Adding municipal bond investing to your portfolio is a great way to make some money.  These are tax-free investments, so they have an even greater appeal to many investors because of that.  There are some events that have taken place over the past few years — the real estate crash in the U.S. and the recent disasters in Japan — that have made some investors nervous.
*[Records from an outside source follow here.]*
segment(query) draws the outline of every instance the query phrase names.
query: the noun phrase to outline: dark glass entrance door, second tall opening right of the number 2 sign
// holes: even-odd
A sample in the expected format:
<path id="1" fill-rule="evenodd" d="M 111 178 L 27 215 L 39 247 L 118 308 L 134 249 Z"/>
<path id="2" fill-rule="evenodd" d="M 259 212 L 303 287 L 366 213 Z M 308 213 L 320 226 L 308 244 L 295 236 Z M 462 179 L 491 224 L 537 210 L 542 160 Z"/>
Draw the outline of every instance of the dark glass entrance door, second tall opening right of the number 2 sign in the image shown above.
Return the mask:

By and large, there’s no reason to doubt the value of a municipal bond because of these events.

 

The site Kiplinger.com recently offered some excellent advice from Steven Goldberg to those who are tempted by the allure of a municipal bond investment.

 

Check for Durations

 

The site Morningstar.com will give you information on the duration of the bond.  This is important because it tells you how much the bond will react if interest rates rise or fall.

 

Single-State Funds

 

Kiplinger.com recommends staying away from these bonds.  The tax-free benefits make them tempting, but there are usually higher fees for these bonds, according to the article.

 

Avoid Individual Bonds

 

Buying an individual bond may not be a good idea.  The usual strategy is to buy several of them and then set up the portfolio so that one of them matures every year.  The problem is that, if one of the bonds defaults, it can ruin the entire strategy.  There is also more risk in selling an individual bond, so you have to take that into consideration.

 

Don’t Get Nervous

 

The upheavals in the American economy and the natural disasters in Japan, for all their human costs, do bring up serious questions about the economies of both nations.  This means that many investors have actually become worried that municipalities might default on their bonds.  According to Goldberg, this hasn’t happened since 1933.  The recession may be bad, but it’s not anywhere near the scale of the great depression and investors don’t have to worry so much about any defaults causing problems in their portfolios.

 

Quality Counts

 

The annual expense ratio is one area where Kiplinger.com recommends exercising caution.  If the expense ratio is very high, there may be better investments out there.  The credit quality is also a big issue.  The article recommends Single A ratings at the minimum and this can be checked at the Morningstar.com site.

 

Dump Your High-Yield

 

If it gives more than 5% or has either high yield or high income in the name, it’s time to get rid of it, according to Goldberg.  This type of bond includes some serious risk and the SEC is involved in checking whether the prices of these bonds have been overstated.

 

In short, these bonds are still good investments, with some important caveats.  One of these caveats is not to let the economy or the conditions in Japan scare you off from a muni bond, however.  These are good-quality, secure investments and, according to the experts, there’s little risk that these bonds will be defaulted upon by the municipalities that issue them.